Set atop the escarpment, the arty little town of Graskop is known for its friendly vibe and village atmosphere. From Mozambican prawns to cottages reminiscent of the gold-rush era and from unique African collectables to pubs where stories are spun late into the night, the pioneering spirit of the region is tangible at every turn. In winter, the village is frequently shrouded in mist, while in summer the plateau offers views of scenic valleys and dramatic waterfalls plunging hundreds of metres over the escarpment.

Top attractions

Bourke's Luck Potholes are named after gold digger Tom Burke. Photo courtesy of Rouan van der Ender

God's Window is one of the Blyde River Canyon Nature Reserve's most scenic viewpoints. Photo courtesy of heyadam

  • Harrie’s – the home of the Graskop pancake since 1993. You have never had a chicken liver flavoured pancake? Well, here’s your chance to put that right …
  • Berlin Falls – formerly Berlyn – a perfect one-chute fall, but see if you can find the mysterious cave where Portuguese traders are said to have been smoked to death by their perfidious African trading partners!
  • Lisbon Falls offers an easily-photographed stepped waterfall. Watch the sunlight play on the spray.
  • Natural Arch – an arch of dolorite straddling a stream, set back slightly from the road.

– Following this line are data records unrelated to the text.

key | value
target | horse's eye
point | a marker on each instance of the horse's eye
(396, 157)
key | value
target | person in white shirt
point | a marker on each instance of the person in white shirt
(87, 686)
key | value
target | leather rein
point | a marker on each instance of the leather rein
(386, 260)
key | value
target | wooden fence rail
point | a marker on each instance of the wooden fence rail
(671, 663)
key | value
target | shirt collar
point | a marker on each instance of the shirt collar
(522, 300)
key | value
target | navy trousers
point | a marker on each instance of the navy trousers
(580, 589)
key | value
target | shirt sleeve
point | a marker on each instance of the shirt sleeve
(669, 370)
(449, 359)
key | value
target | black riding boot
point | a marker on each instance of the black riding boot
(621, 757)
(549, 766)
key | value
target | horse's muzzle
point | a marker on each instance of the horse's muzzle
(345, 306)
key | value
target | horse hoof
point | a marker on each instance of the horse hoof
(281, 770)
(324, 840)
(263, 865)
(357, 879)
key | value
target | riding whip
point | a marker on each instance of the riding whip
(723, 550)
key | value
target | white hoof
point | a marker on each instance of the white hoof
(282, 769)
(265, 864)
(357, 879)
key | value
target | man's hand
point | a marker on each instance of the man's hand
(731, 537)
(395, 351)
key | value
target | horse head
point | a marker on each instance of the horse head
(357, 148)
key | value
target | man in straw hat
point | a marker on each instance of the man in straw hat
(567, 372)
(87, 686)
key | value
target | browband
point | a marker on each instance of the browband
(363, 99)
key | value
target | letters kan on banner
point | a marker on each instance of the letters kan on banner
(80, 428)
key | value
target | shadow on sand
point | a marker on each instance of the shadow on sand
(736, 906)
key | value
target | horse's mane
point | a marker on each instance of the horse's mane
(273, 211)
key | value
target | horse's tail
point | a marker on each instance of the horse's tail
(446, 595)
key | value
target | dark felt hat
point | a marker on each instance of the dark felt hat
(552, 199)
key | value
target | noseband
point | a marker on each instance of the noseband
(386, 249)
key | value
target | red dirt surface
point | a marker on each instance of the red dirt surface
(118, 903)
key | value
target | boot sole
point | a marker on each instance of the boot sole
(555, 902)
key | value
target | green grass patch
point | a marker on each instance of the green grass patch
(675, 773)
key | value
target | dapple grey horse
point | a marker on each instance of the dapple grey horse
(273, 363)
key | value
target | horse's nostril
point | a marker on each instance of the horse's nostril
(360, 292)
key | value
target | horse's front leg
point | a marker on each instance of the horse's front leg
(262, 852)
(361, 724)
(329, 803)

A good place to buy curios 
  • The Bonnet is named for its shape, which rather attractively translates into Afrikaans as ‘Die Kappiekoppie’. This lovely peak sits alongside the road to Pilgrim’s Rest
  • Antique and curio shops – Graskop has some fine collections of sub-Saharan artefacts and curios at good prices
  • God’s Window – probably the district’s best known icon, offering stupendous aloe- and fern-decked views off the escarpment and into the Lowveld below
  • Graskop Gorge, home to the Big Swing, and the iconic Panorama Guest House with its rock swimming pool, right on the edge of the ledge
  • The Graskop Day-Hike is a 13km hike that takes in the Mac Mac River and Forest Falls. And it is not too strenuous
  • Macadamia nut salesmen – almost as indigenous as the pancake!
  • The protea, South Africa’s national flower, flourishes around God’s Window and Bourke’s Luck Potholes
  • Wonder View lies beyond God’s Window and – here’s a top tip – it’s a similar view but without the climb through the rainforest
  • The Pinnacle is a small inland stack with its base buried in indigenous woodland and its head poking out of the gorge
  • An old steam locomotive still stands on the side of the track at Graskop Station, its relevance shrouded in history
  • Africa Silk Weavers – An opportunity to see the silkworm at work. The shop is in Graskop and the farm is just outside Bushbuckridge

Did you know?

God’s Window really is the end of the world in the film The Gods Must be Crazy.